We fought against the ignorance and fear of who we were and the virus we carried.
I say all this because what is going on right now fills me with a familiar, creeping dread.
The very safety net programs that helped me stay alive are being slashed by billions of dollars. Cuts to Medicare are set to go into effect after the midterms, in what has got to be one of the more cynical cases of bait-and-switch that we have seen in politics.
Food programs. Health insurance subsidies. All getting the ax. Already, more than half a million people in Georgia have opted not to renew their health insurance because they lost the aid they needed to pay for it.

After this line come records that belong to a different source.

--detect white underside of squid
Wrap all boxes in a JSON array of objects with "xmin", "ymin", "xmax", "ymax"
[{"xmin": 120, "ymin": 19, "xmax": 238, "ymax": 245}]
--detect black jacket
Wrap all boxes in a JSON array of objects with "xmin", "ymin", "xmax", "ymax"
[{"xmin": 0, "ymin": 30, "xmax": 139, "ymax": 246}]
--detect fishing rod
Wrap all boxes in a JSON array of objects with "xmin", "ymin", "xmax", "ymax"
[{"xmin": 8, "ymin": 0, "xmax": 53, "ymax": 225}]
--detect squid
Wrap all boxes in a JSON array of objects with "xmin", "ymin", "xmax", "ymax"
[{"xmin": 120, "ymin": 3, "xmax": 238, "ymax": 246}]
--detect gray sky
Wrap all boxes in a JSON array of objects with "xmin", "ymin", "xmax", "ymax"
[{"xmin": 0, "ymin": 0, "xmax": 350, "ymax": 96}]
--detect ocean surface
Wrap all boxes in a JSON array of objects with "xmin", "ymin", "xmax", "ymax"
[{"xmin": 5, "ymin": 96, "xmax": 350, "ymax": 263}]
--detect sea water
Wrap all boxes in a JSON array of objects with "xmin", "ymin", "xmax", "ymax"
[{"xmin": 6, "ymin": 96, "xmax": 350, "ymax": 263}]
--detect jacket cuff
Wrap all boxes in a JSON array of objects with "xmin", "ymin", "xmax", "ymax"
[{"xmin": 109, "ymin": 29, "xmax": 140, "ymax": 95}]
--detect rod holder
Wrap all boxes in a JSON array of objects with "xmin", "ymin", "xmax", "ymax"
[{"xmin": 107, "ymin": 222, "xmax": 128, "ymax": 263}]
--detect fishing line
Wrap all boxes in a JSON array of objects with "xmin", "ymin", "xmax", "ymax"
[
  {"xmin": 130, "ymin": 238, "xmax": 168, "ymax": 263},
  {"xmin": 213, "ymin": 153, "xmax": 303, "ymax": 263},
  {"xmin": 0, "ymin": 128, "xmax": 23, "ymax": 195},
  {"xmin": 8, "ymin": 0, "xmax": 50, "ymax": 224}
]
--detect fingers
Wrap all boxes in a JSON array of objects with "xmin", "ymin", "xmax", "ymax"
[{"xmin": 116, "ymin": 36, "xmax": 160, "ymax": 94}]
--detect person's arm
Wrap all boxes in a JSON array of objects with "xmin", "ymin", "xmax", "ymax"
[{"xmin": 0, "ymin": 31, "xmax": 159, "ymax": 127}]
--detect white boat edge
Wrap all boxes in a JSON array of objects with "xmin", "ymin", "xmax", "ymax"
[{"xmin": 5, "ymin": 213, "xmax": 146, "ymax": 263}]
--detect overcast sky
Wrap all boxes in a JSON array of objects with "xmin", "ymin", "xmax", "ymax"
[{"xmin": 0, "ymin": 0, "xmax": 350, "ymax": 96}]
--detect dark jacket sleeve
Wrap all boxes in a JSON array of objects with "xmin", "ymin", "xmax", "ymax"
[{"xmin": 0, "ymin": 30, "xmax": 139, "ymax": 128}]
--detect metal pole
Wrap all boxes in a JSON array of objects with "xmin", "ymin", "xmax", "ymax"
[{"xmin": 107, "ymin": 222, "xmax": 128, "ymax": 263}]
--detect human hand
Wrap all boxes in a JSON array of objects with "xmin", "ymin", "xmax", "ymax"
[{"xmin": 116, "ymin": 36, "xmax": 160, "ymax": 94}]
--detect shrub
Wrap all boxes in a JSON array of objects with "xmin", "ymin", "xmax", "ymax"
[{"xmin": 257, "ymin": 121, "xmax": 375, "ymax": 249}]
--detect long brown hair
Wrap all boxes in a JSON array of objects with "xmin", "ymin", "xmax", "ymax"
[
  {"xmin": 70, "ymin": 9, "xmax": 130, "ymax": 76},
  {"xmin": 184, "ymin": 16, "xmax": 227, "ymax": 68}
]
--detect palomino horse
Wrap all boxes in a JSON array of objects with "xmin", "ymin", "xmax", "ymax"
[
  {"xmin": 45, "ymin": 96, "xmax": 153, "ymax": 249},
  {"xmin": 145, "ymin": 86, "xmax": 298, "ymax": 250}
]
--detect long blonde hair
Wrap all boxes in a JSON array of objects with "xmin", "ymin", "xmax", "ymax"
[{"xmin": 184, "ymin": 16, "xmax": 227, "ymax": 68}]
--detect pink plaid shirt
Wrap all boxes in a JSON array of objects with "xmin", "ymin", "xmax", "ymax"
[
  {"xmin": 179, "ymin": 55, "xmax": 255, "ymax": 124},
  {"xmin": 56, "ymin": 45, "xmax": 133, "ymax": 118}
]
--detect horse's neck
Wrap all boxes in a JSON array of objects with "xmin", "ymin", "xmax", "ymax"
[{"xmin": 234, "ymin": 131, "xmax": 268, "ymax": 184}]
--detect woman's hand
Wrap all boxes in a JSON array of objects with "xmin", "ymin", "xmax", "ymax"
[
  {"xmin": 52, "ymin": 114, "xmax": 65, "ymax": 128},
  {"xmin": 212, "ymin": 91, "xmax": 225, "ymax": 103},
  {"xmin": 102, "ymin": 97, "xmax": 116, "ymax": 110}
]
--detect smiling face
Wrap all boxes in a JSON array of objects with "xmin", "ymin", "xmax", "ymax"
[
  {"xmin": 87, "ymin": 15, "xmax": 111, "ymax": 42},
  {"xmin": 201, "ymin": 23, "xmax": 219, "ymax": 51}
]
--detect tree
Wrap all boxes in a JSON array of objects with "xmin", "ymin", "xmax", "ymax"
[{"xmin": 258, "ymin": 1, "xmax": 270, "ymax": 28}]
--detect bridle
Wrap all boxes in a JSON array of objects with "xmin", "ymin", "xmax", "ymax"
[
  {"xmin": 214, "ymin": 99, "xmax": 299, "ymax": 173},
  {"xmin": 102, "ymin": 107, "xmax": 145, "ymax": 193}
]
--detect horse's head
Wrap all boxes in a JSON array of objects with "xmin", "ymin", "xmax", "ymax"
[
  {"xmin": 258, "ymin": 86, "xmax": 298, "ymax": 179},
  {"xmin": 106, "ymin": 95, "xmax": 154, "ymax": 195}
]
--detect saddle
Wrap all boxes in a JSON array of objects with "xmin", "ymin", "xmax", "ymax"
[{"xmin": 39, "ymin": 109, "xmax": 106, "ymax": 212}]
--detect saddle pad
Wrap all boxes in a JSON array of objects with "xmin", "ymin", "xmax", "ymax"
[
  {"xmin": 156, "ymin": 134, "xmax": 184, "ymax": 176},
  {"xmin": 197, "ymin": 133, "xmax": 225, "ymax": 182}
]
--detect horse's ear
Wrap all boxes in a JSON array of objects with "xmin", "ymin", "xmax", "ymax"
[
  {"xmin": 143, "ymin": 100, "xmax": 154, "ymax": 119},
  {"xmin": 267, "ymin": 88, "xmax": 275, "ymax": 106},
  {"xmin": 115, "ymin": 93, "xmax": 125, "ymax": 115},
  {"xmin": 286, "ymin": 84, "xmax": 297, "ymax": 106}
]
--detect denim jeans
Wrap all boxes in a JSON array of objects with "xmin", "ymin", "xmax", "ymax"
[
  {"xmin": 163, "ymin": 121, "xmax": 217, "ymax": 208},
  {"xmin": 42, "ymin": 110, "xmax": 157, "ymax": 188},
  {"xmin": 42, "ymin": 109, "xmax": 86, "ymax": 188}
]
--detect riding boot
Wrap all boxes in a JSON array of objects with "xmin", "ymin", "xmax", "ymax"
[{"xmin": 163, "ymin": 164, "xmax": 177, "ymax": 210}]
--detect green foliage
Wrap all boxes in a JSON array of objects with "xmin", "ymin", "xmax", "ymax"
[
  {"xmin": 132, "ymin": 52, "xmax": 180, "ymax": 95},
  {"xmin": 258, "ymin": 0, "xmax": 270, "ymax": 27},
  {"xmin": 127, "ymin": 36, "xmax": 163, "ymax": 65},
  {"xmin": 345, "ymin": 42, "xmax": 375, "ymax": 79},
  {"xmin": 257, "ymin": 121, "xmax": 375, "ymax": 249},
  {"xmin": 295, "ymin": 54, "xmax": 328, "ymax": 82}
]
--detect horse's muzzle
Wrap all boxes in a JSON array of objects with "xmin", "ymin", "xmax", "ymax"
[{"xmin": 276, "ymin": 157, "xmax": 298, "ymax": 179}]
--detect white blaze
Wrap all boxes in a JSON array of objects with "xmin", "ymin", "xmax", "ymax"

People will die. We will be raising candles at vigils to them someday.
I remember what it was like to feel truly forlorn, to feel that as a gay man living with HIV, my government did not care if I lived or died. Well, we’re now dealing with a regime that has bigger ambitions. It does not care if ANY of us die as long as they can keep profiting and building obscene wealth and making black market bets on wars and covering every flat surface with gold leaf.
But here’s the thing. I know the names of those people too, and so do you. And I am going to remember those names, and every name of every person who did not have the courage to stand up to this agenda of hatred and neglect. I am going to remember those names as long as it takes to wipe them off the political landscape.
I am going to take the grief I feel over lost friends, and the grief I feel for the death and suffering yet to come due to these insane, cruel policies, and I am transforming it into action.
I am taking my action to the polls. I am taking action to phone banks, and town halls, and onto the letters to the editor pages, and anywhere I can add my voice. We must all do this. We are all capable of doing this.
And when this passes, and it surely will, I will return to holding close the names of those I love and those I have lost. And the names of the people who brought this chaos on this country? Well, history will render its verdict on their legacy, but as for me, I will forget their names.
I do not have room for them. I am full.
Mark
p.s. My comments section below are not working at the moment. It’s not you. We’re working on it.